There are many ways to do look at the model quality metrics:
Note that, in these metrics, we are not trying to measure the accuracy of the mpdel, but also the distribution of the input data as well as distribution of output of the model. For example, input distribution change causes well-known issue of concept drift. Ideally, we should build guards against these type of problems/issues beforehand. Every model since it has been put into production suffers from concept drift. This is because the training data used to train model differs from online data. This is bound to happen as the time of the model has been put into production, the model is expected to degrade.
Data Growth Strategy
As you are building different features, your customer base will grow and data ingestion and processing will increase as well. Monitor this growth from infrastructure perspective. Ask the following questions:
- How many more nodes do you need with increasing traffic?
- How much you can parallelize this workload?
- With this growth, do you need many more machines or do you need to rethink the overall data infrastructure in 2-3 years?
- Can you ingest the higher amount of data and train models without any issues?
- In 6 months/1 year/3 years, is memory going to be an issue or are you able to meet the SLAs for training freshness with the data growth rate?
- Do you have a plan to accommodate the data growth in the ml training pipeline?
User Behavior Change Strategy
In case there is a drastic user behavior change due to exogenous factors, we should have a plan to monitor such events and react to that. Some useful questions are:
- What happens when a pandemic happens and suddenly all of the products that you sell become out of stock?
- What happens when user starts buying certain categories more and more(like everyday living, produce and frozen foods) rather than fashion/home categories?
Best Practices
- Monitor output prediction and output prediction distribution is generally a good practice and it can point out problems very early on.
- Monitor lowest and highest probability of predictions
- Compare predictions with an older model and compare between current and older model.

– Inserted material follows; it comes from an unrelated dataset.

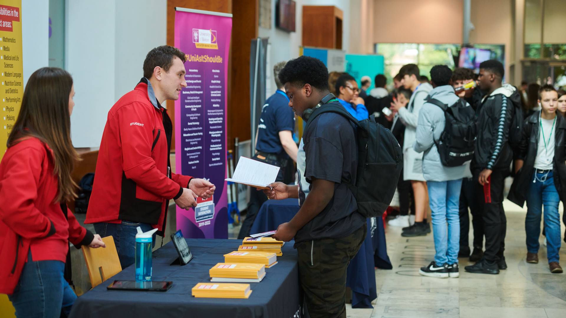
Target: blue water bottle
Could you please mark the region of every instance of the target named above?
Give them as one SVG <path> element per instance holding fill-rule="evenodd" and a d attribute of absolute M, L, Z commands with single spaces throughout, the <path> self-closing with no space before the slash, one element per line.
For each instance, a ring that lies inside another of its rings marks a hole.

- Use A/B testing to compare between different models based on some customer/business metric.
- Replay older production data to compare predictions.
- Shows/displays some other exogeneous factors.
- CoVID behavior changes can be observed through this mechanism.
- Shows/displays some other exogeneous factors.
- Monitoring infrastructure should be flexible and engineers should be able to create any type of alerts on top of it.
- Monitoring is there to be able to react to the monitoring and that is why alerts are for. There is nothing more sad than a monitoring infrastructure where engineers cannot create alerts on top of it.